Opinión Nacional

Crisis de la democracia y del estado

No hay dudas que la palabra crisis es un termino polisémico que abarca desde el estar mal individualmente hablando (afectiva, psicológica, social y económicamente), hasta su estricto sentido económico como momento particular en que decrece la actividad económica dentro del comportamiento cíclico del capitalismo. El que posea distintas acepciones con el habla común, hasta su uso cotidiano en los medios de difusión masiva por los periodistas y los protagonistas del mundo político; y quienes en muchas oportunidades denominan crisis a cualquier situación común, genera múltiples equívocos sobre todo por la dimensión catastrófica que asumió en ciertas vertientes del marxismo.

Al analizar el uso de la categoría crisis, según el economista profesor-investigador de la Universidad del Zulia Carlos Villalobos; encontramos que tiene un largo historial en el Marxismo. El propio Marx la uso, entre otras formas, para referirse a la crisis cíclica propia de la naturaleza del capitalismo. Desde ese origen, el uso de la categoría crisis ha evolucionado inclusive en las concepciones no marxista pasando por Shupempeter, Kondratief hasta Keynes que suaviza las crisis y prácticamente las hace desaparecer con las denominaciones de Recesión; en este sentido, es el gran Haberman que acierta en el blanco, al referir que en el capitalismo tardío desaparecen las crisis económicas y en la dinámica de las sociedades correspondientes, son sustituidas por la crisis política, de modo que las crisis económica no sólo condiciona la democracia sino que la domina.

La interrogante pertinente es ¿pueden aplicarse estos razonamientos a la sociedad venezolana? Depende de la cosmovisión que se tenga del sistema político domestico. Ahora bien, una lectura de la actual crisis del sistema político Latinoamericano y por ende el venezolano se encuentra fuertemente combinado por diversos elementos: el primero de ellos es una crisis de gobernabilidad: los ciudadanos no se sienten representados por sus representantes (crisis de representatividad), la población no obtiene repuestas y soluciones satisfactorias a sus múltiples demandas (crisis de responsividad) y percibe que no existe relación entre las actuaciones desviadas, corrompidas, de los funcionarios en el ejercicio del poder público y su respectiva sanción (crisis de responsabilidad).
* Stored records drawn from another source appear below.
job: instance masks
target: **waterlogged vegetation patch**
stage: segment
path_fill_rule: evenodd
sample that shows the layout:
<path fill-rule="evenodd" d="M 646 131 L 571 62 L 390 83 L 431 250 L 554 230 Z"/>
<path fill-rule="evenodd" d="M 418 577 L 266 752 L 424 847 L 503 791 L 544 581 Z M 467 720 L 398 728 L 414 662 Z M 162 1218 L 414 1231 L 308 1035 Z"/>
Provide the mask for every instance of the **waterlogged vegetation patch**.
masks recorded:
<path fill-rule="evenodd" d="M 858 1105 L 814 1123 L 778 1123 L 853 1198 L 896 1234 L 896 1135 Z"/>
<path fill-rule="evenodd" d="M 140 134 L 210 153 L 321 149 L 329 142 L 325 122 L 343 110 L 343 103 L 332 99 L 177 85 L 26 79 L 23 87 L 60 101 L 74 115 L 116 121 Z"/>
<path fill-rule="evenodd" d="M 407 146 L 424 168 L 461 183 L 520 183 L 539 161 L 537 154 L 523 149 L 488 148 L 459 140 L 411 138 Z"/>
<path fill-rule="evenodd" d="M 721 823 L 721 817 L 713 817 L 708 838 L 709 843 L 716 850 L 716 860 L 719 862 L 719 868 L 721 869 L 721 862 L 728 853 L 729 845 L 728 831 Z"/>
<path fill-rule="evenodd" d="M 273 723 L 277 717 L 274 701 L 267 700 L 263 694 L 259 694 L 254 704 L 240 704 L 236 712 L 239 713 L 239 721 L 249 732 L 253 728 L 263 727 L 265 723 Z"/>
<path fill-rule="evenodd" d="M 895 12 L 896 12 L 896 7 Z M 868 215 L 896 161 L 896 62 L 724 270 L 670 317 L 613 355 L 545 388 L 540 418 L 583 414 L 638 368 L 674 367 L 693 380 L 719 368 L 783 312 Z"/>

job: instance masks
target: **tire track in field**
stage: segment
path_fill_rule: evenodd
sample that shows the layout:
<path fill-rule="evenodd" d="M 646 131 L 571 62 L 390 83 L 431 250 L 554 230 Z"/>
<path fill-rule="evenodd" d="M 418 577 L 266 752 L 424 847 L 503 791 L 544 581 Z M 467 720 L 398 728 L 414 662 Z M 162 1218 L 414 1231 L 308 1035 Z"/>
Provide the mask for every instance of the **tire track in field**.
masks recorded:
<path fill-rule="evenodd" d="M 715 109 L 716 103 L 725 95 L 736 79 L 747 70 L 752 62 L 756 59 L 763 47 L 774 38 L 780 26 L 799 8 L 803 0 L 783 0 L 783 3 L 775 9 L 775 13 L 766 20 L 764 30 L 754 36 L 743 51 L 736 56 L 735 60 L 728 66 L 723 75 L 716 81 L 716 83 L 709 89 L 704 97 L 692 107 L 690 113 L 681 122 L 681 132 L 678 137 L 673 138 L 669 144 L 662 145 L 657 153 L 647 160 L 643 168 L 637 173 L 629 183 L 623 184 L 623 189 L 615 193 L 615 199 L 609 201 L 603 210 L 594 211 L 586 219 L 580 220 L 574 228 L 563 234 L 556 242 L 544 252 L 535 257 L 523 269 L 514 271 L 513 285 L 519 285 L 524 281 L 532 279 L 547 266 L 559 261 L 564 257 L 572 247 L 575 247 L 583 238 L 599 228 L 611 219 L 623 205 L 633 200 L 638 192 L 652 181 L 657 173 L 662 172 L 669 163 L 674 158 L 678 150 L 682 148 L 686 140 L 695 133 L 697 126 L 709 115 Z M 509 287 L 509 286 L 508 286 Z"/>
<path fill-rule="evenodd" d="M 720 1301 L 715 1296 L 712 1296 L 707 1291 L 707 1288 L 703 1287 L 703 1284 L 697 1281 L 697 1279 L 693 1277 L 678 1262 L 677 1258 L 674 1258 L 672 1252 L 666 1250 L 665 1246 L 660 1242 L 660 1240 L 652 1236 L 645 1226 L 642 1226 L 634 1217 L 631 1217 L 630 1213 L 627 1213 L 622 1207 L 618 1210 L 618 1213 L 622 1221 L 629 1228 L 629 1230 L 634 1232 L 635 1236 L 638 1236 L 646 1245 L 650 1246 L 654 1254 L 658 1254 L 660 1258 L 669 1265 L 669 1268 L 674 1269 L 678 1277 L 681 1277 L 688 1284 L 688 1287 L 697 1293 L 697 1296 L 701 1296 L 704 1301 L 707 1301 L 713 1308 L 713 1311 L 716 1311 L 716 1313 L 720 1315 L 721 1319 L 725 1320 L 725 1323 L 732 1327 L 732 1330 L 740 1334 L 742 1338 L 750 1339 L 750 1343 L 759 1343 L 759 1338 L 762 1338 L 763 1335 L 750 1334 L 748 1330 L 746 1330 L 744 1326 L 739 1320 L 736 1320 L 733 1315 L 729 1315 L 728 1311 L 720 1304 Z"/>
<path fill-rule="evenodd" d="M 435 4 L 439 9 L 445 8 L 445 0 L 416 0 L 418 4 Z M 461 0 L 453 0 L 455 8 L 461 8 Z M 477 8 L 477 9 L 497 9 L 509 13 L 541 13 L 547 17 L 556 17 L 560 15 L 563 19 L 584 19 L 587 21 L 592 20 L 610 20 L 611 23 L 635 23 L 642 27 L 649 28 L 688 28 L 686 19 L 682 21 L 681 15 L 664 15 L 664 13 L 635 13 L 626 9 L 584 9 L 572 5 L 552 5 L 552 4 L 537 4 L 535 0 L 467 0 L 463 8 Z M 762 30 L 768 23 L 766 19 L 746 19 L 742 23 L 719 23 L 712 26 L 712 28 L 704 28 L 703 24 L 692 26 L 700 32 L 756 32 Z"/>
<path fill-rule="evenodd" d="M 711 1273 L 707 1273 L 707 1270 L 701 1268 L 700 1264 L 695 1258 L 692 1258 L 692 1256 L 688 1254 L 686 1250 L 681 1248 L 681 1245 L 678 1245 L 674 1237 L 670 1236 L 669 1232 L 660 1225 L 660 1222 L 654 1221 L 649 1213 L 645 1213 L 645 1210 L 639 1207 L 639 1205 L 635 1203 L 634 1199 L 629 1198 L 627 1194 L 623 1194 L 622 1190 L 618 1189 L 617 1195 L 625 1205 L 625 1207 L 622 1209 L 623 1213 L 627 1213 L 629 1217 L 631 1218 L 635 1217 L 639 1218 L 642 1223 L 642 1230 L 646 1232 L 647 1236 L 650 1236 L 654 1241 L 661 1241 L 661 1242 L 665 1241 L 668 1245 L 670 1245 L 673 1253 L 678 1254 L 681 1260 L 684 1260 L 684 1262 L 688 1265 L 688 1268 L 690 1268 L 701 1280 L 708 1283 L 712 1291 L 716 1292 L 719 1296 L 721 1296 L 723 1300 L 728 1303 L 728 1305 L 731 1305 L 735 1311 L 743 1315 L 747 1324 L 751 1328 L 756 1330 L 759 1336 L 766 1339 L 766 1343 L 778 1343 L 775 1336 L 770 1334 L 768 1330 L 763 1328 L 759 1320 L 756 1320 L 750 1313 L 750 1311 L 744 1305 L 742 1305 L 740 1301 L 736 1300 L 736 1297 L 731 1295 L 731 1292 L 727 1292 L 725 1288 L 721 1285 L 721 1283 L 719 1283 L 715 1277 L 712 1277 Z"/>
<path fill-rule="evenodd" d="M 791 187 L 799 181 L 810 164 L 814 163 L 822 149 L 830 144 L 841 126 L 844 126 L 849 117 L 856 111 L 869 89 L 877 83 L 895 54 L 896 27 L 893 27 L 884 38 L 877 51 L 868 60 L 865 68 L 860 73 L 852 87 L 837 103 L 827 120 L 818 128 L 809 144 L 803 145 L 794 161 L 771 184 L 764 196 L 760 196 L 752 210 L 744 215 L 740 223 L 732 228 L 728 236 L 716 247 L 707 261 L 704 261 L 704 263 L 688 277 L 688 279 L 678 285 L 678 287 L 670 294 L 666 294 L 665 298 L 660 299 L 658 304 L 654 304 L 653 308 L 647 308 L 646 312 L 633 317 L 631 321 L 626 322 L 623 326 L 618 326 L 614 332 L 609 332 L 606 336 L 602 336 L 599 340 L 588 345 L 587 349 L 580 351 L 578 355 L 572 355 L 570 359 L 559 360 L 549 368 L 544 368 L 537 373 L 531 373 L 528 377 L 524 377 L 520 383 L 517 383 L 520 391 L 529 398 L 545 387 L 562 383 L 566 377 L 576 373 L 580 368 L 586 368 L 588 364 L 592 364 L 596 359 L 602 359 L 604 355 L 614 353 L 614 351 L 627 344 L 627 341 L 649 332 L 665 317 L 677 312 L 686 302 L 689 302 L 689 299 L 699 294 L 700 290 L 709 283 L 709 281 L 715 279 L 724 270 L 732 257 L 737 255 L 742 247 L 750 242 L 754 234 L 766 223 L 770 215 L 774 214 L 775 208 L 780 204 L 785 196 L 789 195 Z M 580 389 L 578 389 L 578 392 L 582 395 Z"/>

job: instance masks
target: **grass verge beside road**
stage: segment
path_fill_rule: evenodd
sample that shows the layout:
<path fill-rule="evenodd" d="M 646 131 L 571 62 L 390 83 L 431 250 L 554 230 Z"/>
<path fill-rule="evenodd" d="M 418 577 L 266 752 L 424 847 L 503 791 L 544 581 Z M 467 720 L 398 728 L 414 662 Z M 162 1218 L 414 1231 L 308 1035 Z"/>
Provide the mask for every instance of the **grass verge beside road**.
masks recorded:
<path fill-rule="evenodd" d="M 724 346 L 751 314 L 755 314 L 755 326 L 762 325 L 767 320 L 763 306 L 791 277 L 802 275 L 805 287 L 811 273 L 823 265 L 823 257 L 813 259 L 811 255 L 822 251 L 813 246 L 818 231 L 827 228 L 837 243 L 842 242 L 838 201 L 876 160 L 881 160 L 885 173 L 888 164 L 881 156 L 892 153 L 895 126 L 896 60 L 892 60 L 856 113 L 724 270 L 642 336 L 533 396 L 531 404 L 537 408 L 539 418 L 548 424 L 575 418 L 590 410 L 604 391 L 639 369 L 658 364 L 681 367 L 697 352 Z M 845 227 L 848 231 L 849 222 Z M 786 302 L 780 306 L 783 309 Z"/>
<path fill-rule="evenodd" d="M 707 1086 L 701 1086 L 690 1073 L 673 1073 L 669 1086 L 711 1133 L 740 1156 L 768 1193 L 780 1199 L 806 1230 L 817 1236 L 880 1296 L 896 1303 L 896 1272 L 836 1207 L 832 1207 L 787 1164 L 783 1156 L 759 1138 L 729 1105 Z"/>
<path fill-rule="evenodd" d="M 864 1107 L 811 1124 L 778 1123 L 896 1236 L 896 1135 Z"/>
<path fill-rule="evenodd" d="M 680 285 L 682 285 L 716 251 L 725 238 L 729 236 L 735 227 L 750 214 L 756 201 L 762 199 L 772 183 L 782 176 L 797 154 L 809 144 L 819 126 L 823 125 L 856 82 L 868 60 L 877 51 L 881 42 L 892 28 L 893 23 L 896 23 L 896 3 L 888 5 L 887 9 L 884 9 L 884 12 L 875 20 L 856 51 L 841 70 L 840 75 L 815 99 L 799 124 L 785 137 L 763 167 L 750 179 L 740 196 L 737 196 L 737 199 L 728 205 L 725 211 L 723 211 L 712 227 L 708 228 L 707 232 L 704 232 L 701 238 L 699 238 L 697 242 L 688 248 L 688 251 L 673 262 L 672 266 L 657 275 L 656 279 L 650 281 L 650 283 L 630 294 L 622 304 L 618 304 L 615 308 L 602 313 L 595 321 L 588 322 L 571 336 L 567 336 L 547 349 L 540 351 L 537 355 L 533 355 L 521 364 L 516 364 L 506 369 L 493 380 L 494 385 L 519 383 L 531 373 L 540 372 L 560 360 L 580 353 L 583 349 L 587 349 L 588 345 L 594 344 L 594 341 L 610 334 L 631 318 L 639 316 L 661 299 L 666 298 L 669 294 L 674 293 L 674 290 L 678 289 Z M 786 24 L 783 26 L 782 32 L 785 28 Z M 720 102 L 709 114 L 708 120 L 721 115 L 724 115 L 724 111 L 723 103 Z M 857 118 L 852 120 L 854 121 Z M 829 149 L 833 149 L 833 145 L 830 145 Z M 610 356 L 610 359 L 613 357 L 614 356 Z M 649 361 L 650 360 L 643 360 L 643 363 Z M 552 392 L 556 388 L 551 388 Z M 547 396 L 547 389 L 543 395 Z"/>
Aun cuando la solución a la crisis de gobierno es condición necesaria, más no suficiente, para resolver la del Estado. Por ello se debe considerar el segundo elemento, el cual es referido a la ruptura con una concepción principista y normativa de la democracia. Esto implica invalidar la estrategia liberal que ha pretendido hacer de la democracia un dogma: un sistema de reglas, instituciones y actores. El problema no puede reducirse a reconocer que existen diferentes significados sobre la democracia como sistema de reglas o formas de gobiernos. Es necesario interrogarse sobre las consecuencias de su construcción práctica, y sobre las alternativas que deben plantearse acerca de la democracia como sistema productor de decisiones. Decisiones que afectan no sólo la naturaleza y la conformación del Estado, sino también las formas de inserción en el sistema capitalista mundial, la aldea global, la organización productiva, la integración y fortalecimiento de las comunidades organizadas, los gremios, sindicatos, la ecología y los modos de configuración cultural de la población. Hoy, como en ningún otro momento histórico, es vital explicar cuales son los valores fundamentales de una democracia sin apellidos y cual es la esencia de su legitimidad.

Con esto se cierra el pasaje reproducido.